H.264 isn't exactly "closed" per se - the standard itself is freely available[1], which is why we have great free and open source encoders and decoders for it. What you mean by "closed" is most likely just "patent-encumbered", which it most certainly is and which affects anyone wanting to use it commercially (at the moment you can use it freely for non-commercial purposes on the internet, but this may or may not change in the future).
By closed I mean not available for free use and distribution, for example in open source projects which can't pay any royalties.

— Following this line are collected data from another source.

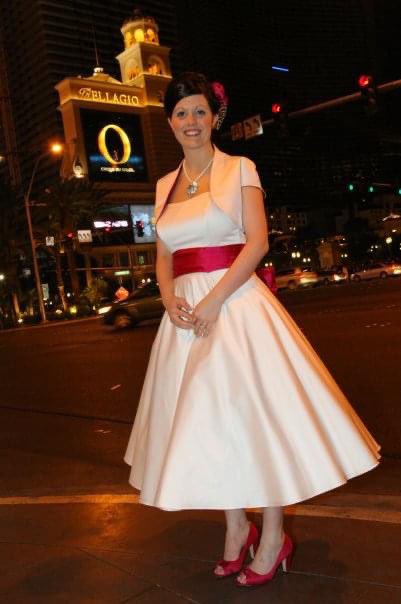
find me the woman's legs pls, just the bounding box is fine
[237,506,284,583]
[214,509,250,575]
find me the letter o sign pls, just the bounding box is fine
[97,124,131,165]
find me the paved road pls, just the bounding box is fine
[0,277,400,499]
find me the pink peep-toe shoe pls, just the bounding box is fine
[236,533,293,587]
[214,522,259,578]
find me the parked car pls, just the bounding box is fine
[100,282,164,328]
[316,268,348,286]
[350,262,401,282]
[275,267,318,290]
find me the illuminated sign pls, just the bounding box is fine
[78,87,139,106]
[98,124,131,167]
[94,220,129,228]
[80,109,148,182]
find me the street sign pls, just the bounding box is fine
[42,283,49,300]
[77,229,92,243]
[243,114,263,140]
[231,122,244,141]
[45,236,55,246]
[114,270,130,276]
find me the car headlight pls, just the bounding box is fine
[98,305,112,315]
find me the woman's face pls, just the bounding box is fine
[168,94,218,151]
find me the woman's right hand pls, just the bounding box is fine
[164,294,193,329]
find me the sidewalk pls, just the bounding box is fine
[1,459,400,603]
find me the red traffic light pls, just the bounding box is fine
[358,75,373,88]
[66,232,74,239]
[272,103,282,114]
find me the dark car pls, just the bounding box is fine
[101,282,164,328]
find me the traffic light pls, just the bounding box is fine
[272,102,289,138]
[358,75,378,116]
[347,183,355,192]
[65,231,74,249]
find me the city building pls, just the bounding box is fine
[0,0,180,191]
[54,10,181,290]
[0,4,182,295]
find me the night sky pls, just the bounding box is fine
[1,0,401,209]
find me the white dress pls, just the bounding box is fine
[124,192,380,511]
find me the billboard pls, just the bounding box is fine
[80,108,148,182]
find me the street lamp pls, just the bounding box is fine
[24,142,63,322]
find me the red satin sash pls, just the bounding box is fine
[172,244,245,278]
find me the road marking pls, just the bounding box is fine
[0,494,400,524]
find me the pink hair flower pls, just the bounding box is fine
[211,81,228,107]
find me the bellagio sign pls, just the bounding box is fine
[78,87,140,107]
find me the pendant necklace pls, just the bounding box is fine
[182,155,214,196]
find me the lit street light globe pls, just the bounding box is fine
[50,142,63,155]
[385,237,393,244]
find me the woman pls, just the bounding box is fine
[124,72,380,588]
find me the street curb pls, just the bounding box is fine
[0,315,102,334]
[0,493,400,524]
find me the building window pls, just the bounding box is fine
[137,252,149,265]
[147,55,164,75]
[120,252,129,267]
[102,254,114,267]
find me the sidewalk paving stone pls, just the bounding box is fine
[0,502,400,603]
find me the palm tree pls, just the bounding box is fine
[35,177,106,302]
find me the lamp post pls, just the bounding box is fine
[24,143,63,323]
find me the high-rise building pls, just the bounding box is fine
[0,0,180,191]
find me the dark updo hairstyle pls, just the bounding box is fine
[164,72,221,118]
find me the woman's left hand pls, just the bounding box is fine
[192,294,223,337]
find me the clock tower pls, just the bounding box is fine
[117,9,172,101]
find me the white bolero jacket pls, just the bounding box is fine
[154,146,264,230]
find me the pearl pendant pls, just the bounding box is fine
[187,181,199,195]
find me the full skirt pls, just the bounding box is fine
[124,271,380,510]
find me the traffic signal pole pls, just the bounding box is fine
[222,77,401,139]
[268,78,401,125]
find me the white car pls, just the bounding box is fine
[317,269,348,285]
[350,262,401,281]
[275,267,318,290]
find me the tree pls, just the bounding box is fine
[343,216,373,261]
[35,178,106,301]
[0,178,26,322]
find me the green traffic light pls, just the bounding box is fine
[348,184,354,192]
[398,188,401,195]
[368,185,374,193]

May be saying free format would sound more clear, since you are right, closed is a bit ambiguous, as it can also mean a format without published specification which needs to be reverse engineered to be used.

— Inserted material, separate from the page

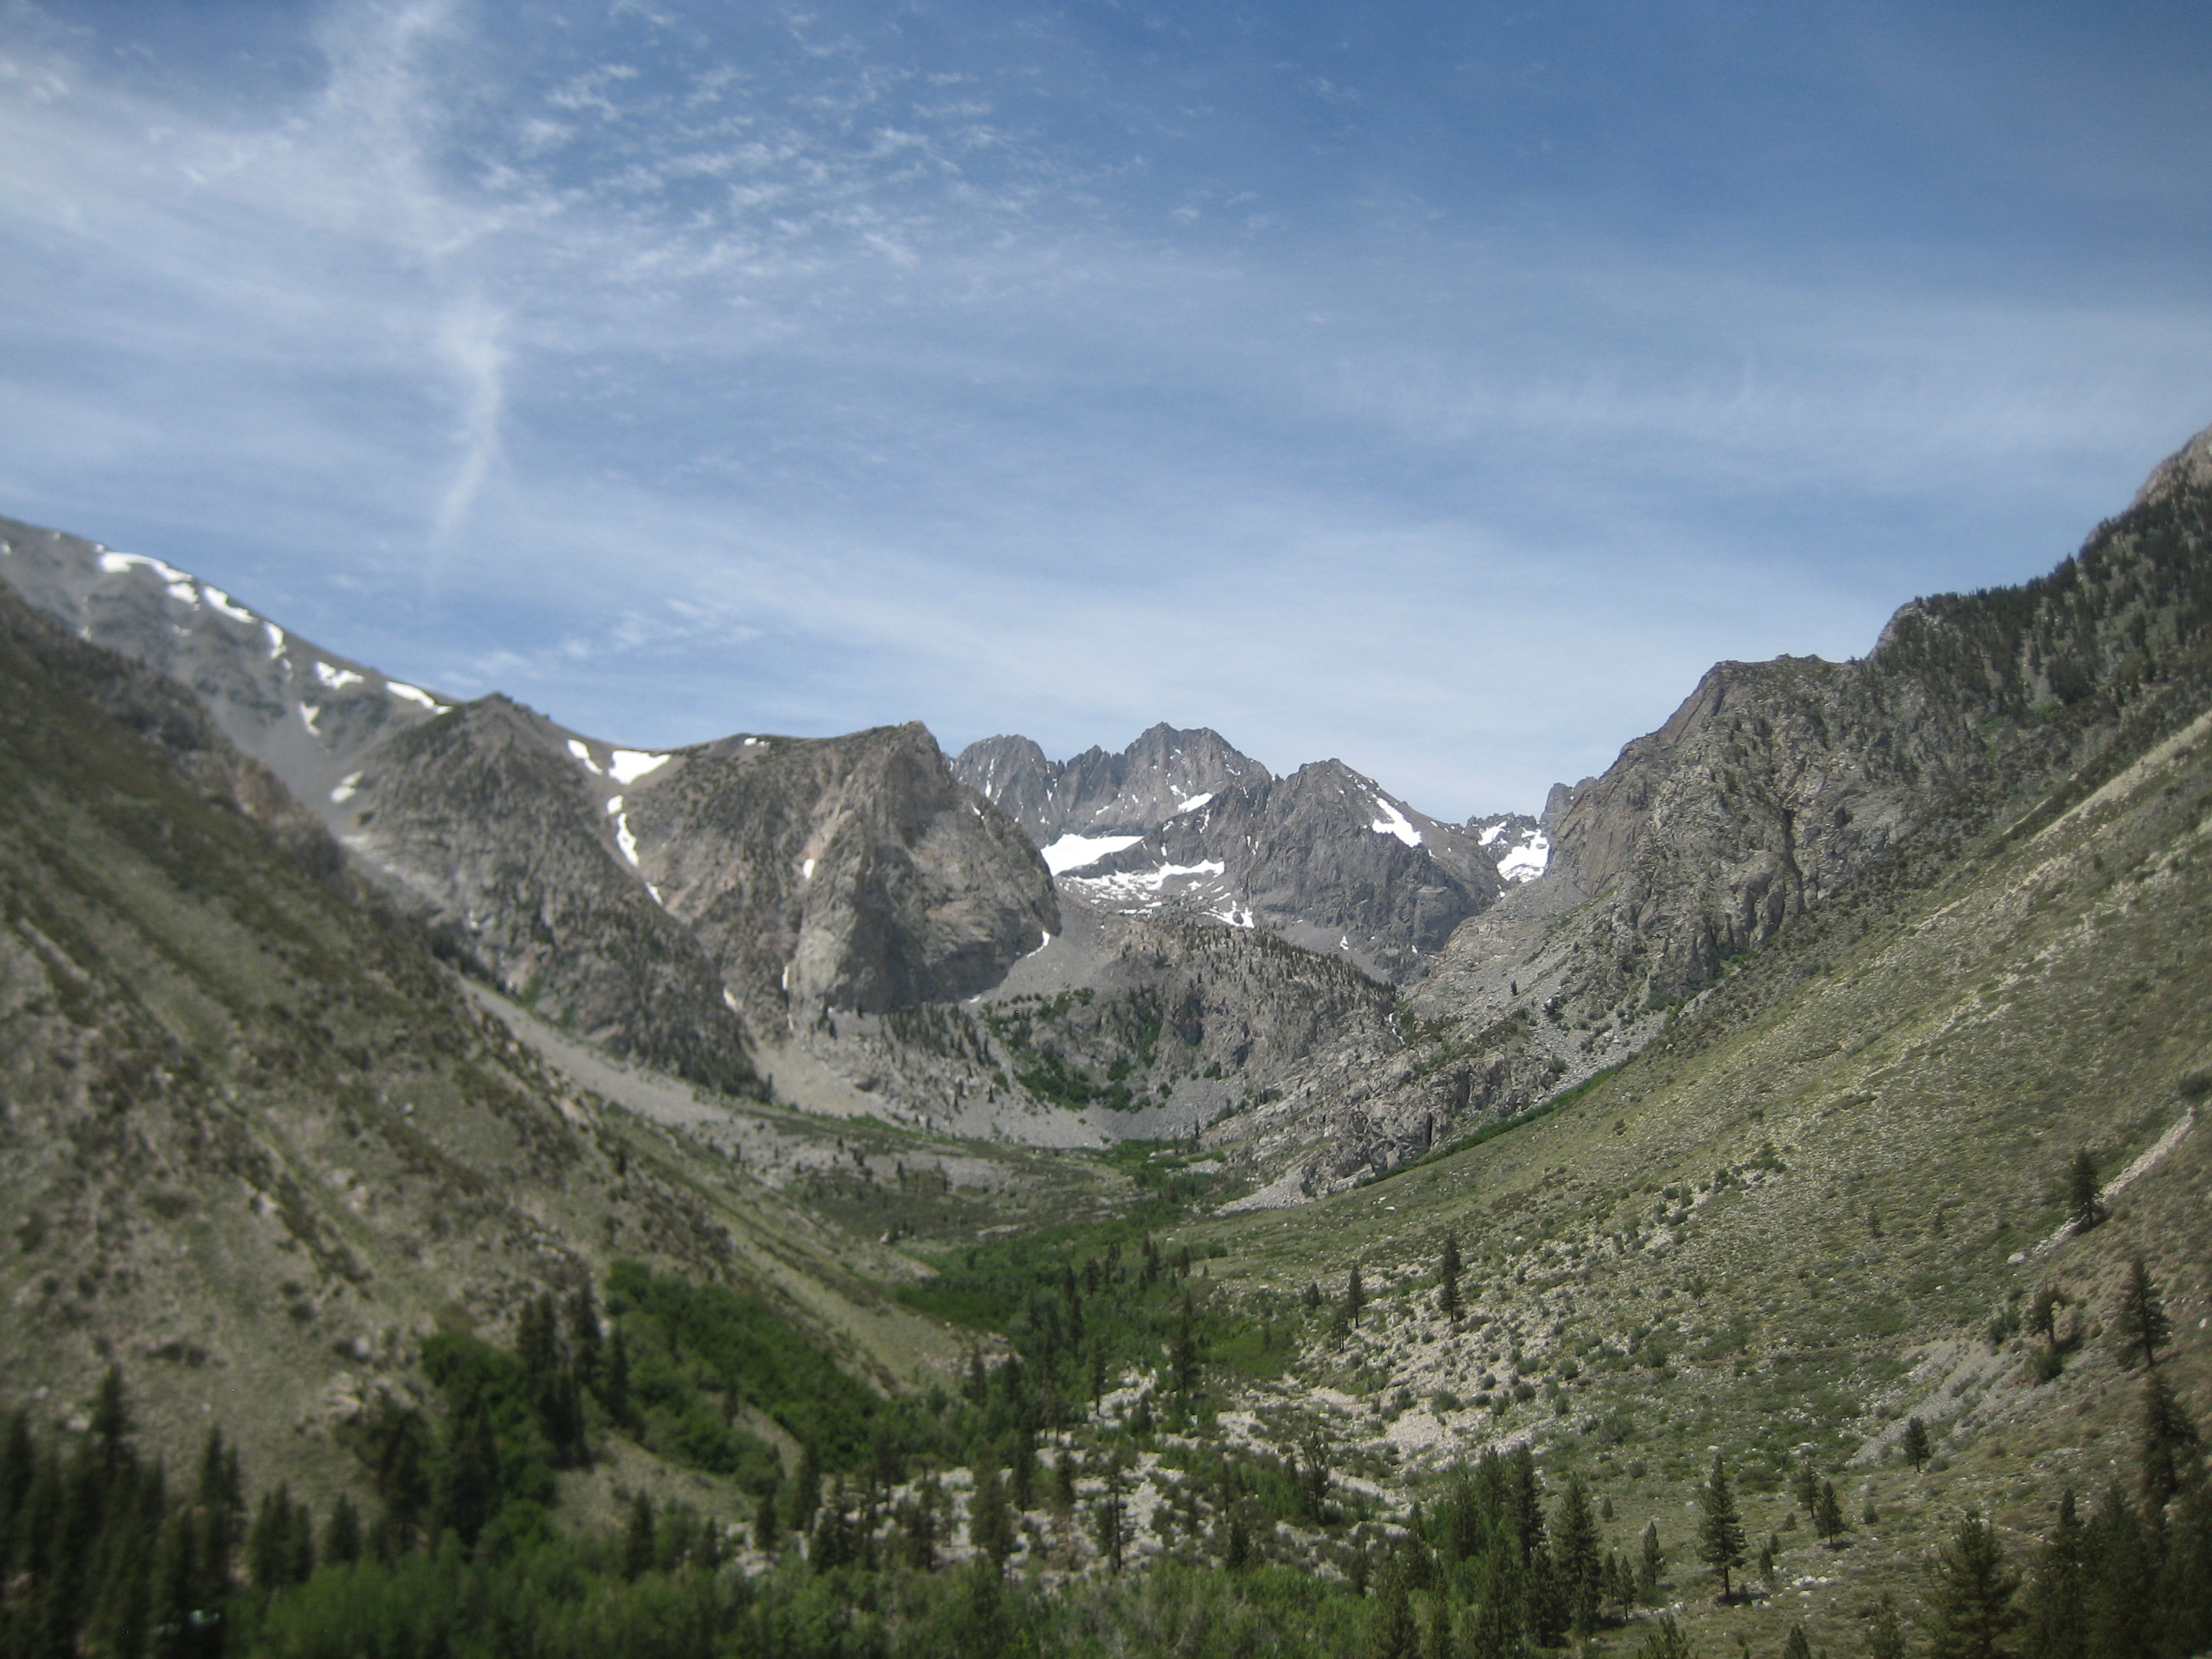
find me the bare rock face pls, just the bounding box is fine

Also, I don't think that H.264 forbids only commercial use. Can you freely distribute their decoders and encoders? What about putting them in hardware for non commercial use?
The fine print of H264 says as a consumer you can implement the codec without paying a license fee for non commercial personal use. That does, however, mean all the free implementations like in FFMPEG are liable because since they are open sourced they are not restricted to consumer use.
You keep bashing anything not h.26x in multiple threads. MPEG-LA threatened to assemble an anti-VP8 patent pool ages ago, and that has yet to materialize. Show us the goods, and give a really darn good reason why the ideals behind wanting a royalty-free codec don't matter.
> Open source projects can't pay royalties. But people who use them can be forced to.
That's right, and that's the reason to avoid any closed codecs.
> The idea that VP8/VP9 will gain traction and remain royalty free is laughable.
What's laughable? VP8 remains royalty free. VP9 will as well. In practice you can never guarantee that some submarine patent troll won't appear tomorrow to threaten you. But the same perfectly applies to H.264/H.265 so your argument is irrelevant, since such threat applies to virtually anything, but it doesn't mean one should stop innovating because of it.